I can’t think of anything worst,

Waiting for a boil on my backside to burst

I can’t sit still.

I feel so ill.

I do believe I’ve been cursed.


And now for a couple of excellent non-limericks on the prompt:

baldacchinodiperla:

When the worst happens

it is never shared

perhaps because it makes no sense

to do a nice gesture with care

towards someone that never came

poetessadeilibri:

Listening to a song from a timid guy

is like trying to call his voice with denial hun

every time his talent comes near

all the worst comes out as sex appeal

he is the precious kind is never done

***

32 responses to “Laughing Along With A Limerick”

  1. I have no limerick today
    I’ve nothing clever to say
    My “house” has a light
    But there is no one in sight
    My thoughts are as fluid as clay

    Liked by 4 people

    1. I’m glad you have no limerick today, Trent!

      Liked by 2 people

      1. lol, thanks, glad you liked my lack of limerick.

        Liked by 2 people

  2. on the house

    free oh the mytery

    of why

    does not even come close

    to decry

    the sound of mice stirring

    machines destroying and whirring

    crash boom bang

    score

    and whats

    more sugar sweet

    and flat salt

    trampled under my sodden feet!

    Liked by 4 people

    1. Thank you so much for this.

      Liked by 1 person

  3. i left out an s. oh gosh. it was so fast and my mind manic and crashed!

    Liked by 4 people

  4. Thank you for the mention 📝✨

    Liked by 3 people

  5. […] Laughing Along With A Limerick […]

    Liked by 1 person

  6. There once was a man and his spouse
    and a demon who haunted their house.
    They said, “Demon! You go!”
    And the demon said, “NOOOOOO!”
    But it went being more like a mouse.

    Liked by 3 people

    1. That’s really funny. Thanks, Frank.

      Liked by 2 people

  7. House! Shouted a woman, so loud
    You could hear her outside in the road
    She’d got all the numbers
    That the bingo callers
    Had announced and had won a load!

    Liked by 4 people

    1. That is excellent! 😍

      Liked by 2 people

      1. Wanted to do a happy one x

        Liked by 2 people

  8. She searched up and down through the house
    Twenty years after losing her spouse
    Of him thoughts referring
    To Christmas occurring
    But nothing stirring, not even a mouse.

    Liked by 3 people

    1. That’s excellent. Thank you 😊

      Liked by 1 person

  9. These did give me a good laugh

    Liked by 2 people

    1. Thank you, Joanne. It’s great to know you enjoyed them.

      Liked by 1 person

  10. Thanks for the link. Here is the next.
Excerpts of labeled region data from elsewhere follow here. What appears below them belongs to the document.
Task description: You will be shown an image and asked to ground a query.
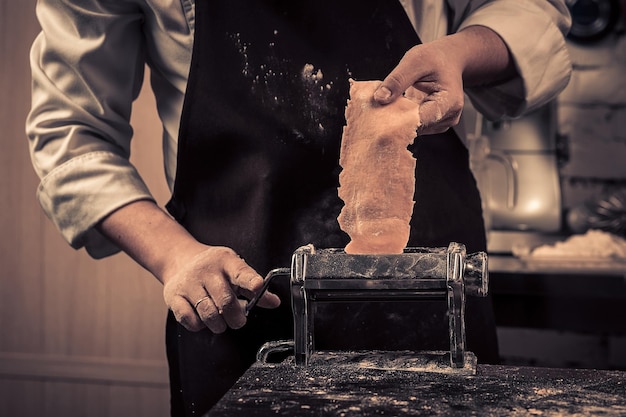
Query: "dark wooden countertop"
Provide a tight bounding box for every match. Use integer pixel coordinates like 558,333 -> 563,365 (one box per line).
206,352 -> 626,417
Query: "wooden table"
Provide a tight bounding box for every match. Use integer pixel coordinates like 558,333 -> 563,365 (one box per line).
206,354 -> 626,417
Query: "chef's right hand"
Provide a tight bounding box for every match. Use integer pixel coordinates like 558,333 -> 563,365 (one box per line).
163,245 -> 280,333
97,200 -> 280,333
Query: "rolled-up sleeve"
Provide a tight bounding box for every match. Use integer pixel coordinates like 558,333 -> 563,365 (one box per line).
453,0 -> 571,120
26,0 -> 152,258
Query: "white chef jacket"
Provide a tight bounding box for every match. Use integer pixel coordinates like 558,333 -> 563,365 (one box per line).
26,0 -> 571,258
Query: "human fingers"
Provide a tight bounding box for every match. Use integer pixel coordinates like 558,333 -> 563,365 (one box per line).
194,295 -> 228,333
374,46 -> 428,104
225,254 -> 280,308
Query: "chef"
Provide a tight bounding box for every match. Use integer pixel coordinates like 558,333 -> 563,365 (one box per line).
27,0 -> 570,416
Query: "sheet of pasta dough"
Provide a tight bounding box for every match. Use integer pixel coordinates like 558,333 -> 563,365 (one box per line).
337,80 -> 420,254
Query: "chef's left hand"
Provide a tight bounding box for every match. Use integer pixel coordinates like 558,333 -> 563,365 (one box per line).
374,26 -> 515,135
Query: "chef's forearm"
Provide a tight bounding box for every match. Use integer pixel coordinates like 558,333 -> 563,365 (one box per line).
97,200 -> 206,284
435,26 -> 517,87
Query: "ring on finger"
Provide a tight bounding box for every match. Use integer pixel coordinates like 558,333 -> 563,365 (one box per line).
193,295 -> 211,310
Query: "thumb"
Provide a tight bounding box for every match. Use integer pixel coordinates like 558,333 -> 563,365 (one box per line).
374,69 -> 412,104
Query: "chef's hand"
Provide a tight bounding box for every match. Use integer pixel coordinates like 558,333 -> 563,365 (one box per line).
163,246 -> 280,333
374,26 -> 515,135
97,200 -> 280,333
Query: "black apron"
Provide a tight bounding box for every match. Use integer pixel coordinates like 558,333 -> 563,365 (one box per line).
166,0 -> 497,416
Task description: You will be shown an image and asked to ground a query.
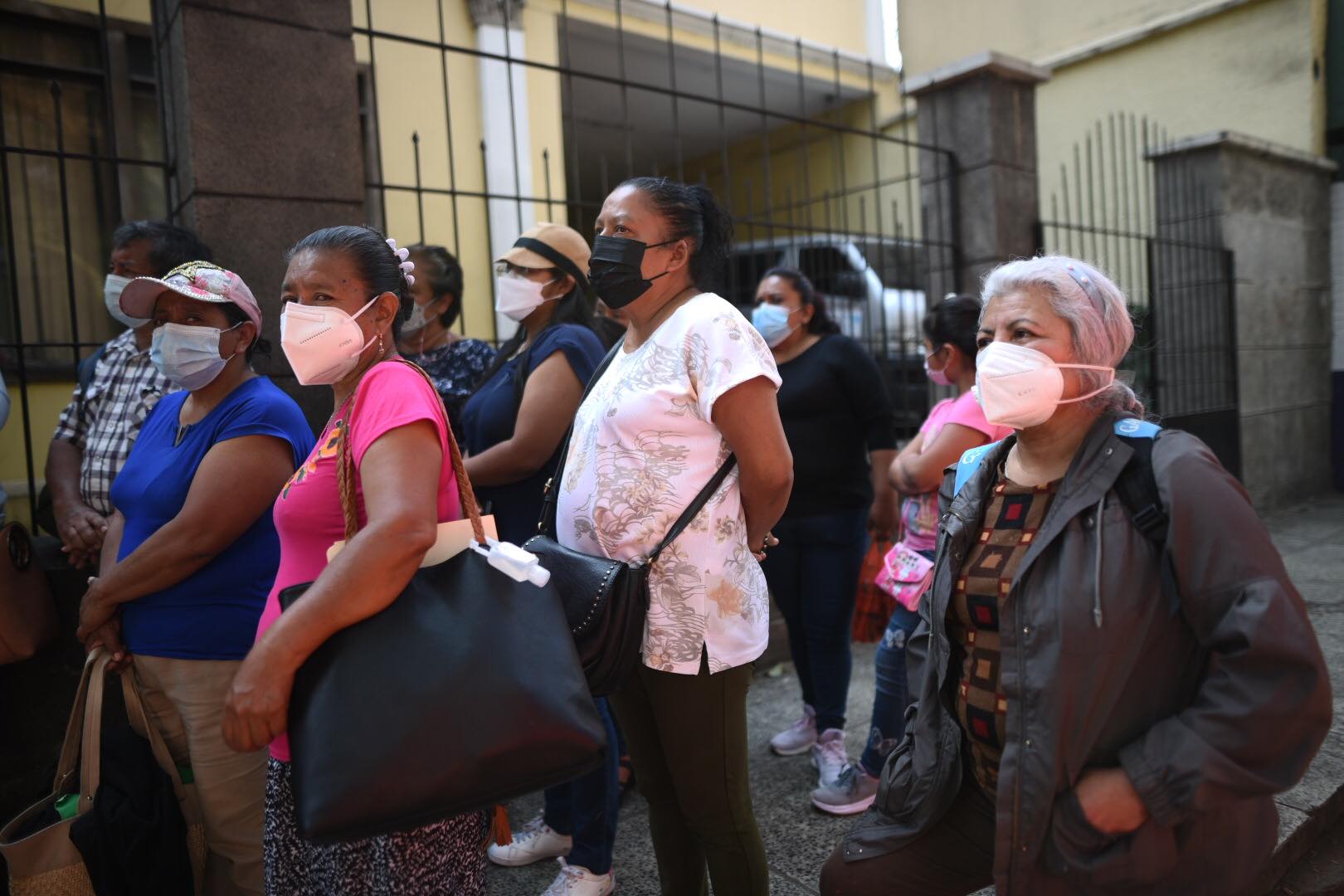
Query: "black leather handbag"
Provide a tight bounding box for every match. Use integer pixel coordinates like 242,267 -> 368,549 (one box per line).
280,365 -> 607,844
523,343 -> 737,697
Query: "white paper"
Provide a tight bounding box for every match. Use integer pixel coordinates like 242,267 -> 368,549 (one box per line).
327,516 -> 499,570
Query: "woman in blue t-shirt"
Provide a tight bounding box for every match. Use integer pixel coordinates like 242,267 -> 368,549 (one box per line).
78,262 -> 313,894
462,224 -> 620,892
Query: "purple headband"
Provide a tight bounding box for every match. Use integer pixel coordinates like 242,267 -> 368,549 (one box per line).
1064,265 -> 1106,316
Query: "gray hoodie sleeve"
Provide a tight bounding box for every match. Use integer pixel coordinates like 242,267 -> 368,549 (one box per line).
1119,431 -> 1332,825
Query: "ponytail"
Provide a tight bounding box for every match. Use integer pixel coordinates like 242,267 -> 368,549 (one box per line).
621,178 -> 733,291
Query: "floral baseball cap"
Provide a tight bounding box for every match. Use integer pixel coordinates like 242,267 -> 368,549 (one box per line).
121,262 -> 261,329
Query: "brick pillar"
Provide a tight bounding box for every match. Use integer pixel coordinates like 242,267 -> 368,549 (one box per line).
906,52 -> 1049,299
154,0 -> 364,425
1151,132 -> 1335,509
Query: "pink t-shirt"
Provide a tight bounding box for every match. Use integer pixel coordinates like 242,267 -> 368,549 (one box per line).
900,390 -> 1012,551
256,363 -> 462,762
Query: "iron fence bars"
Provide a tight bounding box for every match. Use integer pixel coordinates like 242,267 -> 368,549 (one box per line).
0,0 -> 173,521
1038,113 -> 1240,475
353,0 -> 957,431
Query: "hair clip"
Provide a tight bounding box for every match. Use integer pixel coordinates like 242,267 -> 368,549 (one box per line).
1064,265 -> 1106,314
387,236 -> 416,286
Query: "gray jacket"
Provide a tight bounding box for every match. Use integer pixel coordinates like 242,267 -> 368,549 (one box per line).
844,419 -> 1332,896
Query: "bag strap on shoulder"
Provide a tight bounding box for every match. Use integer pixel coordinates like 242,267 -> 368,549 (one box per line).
952,442 -> 1000,494
536,340 -> 738,562
75,343 -> 108,395
1114,418 -> 1180,616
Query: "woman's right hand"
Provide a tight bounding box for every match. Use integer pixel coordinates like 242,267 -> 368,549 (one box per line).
225,642 -> 295,752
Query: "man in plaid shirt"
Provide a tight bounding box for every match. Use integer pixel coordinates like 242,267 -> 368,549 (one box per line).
46,221 -> 211,568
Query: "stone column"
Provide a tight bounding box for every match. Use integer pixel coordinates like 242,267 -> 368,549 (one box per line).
154,0 -> 364,425
1151,132 -> 1335,509
468,0 -> 536,338
906,52 -> 1049,299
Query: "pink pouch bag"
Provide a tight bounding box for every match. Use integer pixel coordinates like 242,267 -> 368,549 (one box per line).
876,542 -> 933,612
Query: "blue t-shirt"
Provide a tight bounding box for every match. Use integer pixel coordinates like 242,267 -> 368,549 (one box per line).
462,324 -> 606,544
111,376 -> 313,660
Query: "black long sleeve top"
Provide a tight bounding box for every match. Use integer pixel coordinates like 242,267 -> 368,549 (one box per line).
780,334 -> 897,517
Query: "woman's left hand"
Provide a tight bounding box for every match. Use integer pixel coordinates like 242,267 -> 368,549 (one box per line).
75,577 -> 117,645
223,645 -> 295,752
1074,768 -> 1147,837
752,532 -> 780,562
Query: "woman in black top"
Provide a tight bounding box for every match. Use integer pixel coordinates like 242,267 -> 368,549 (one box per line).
752,267 -> 897,801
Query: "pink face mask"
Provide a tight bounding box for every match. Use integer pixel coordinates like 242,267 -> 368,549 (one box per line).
280,295 -> 377,386
925,349 -> 952,386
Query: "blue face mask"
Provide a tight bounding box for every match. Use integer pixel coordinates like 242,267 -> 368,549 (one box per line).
149,324 -> 242,392
752,302 -> 793,348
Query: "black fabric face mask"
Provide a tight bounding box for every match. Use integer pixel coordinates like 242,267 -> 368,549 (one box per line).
589,236 -> 676,309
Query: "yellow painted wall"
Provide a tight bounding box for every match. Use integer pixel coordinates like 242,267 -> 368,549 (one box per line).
351,0 -> 895,338
0,375 -> 75,525
352,0 -> 566,338
900,0 -> 1325,187
689,0 -> 869,55
1036,0 -> 1324,213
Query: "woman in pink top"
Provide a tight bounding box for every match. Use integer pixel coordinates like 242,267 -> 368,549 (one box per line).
225,227 -> 486,896
811,295 -> 1012,816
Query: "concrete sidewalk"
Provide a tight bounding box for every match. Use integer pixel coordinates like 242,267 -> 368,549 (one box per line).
489,494 -> 1344,896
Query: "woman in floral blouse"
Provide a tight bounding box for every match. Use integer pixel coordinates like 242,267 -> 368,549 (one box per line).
398,243 -> 494,436
557,178 -> 793,896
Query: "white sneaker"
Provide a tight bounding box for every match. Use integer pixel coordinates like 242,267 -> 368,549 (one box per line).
542,859 -> 616,896
811,762 -> 878,816
770,704 -> 817,757
485,816 -> 574,864
811,728 -> 850,787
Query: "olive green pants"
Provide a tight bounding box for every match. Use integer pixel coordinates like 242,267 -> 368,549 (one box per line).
611,660 -> 770,896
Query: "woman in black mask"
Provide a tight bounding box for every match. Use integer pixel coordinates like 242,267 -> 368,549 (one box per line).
557,178 -> 793,896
    There once was a man with no spouse,

    They say he was a bit of a souse.

    I can’t say to you,

    That the label is true,

    I’ve never been to his house.

    Liked by 2 people

    1. Hilarious! I really enjoyed that. Thanks, John.

      Liked by 2 people

      1. Thank you, Esther. These are so much fun.😁

        Liked by 2 people

  11. The hose posed no prospect to douse
    The flames then engulfing the house
    To this day she remembers
    The screams through the embers
    And the smell of her barbecued spouse

    Liked by 3 people

    1. What a different second limerick! Very dark but very good.

      Liked by 1 person

  12. My house there is calling me every time,
    I need to finish my tasks to be there again with new agility.
    Finding everything peaceful and lovable there again.

    Liked by 2 people

    1. That’s love;y. Thank you for sharing.

      Liked by 2 people

      1. Pleasure Esther ❤️

        Liked by 2 people

  13. However far-fetched it may sound,
    Olfactory traces abound.
    Unless there’s a mouse
    Spreading smells through the house,
    Evil pongs from yours truly abound!

    Liked by 2 people

    1. That’s hilarious! Well done on another entertaining acrostic.

      Liked by 2 people

  14. SexagenarianScribbler Avatar
    SexagenarianScribbler

    The old house is haunted, it’s said

    And voices are heard from the dead

    So stare if you dare

    But better beware

    A ghost at the foot of your bed

    Liked by 2 people

  15. She lives in a creaky old house.

    Having long ejected her spouse.

    They play chasing games,

    She shouts out their names ,

    Herself,the cat and the mouse .

    Liked by 2 people

    1. Ooh, I like that. Thanks, Sheila.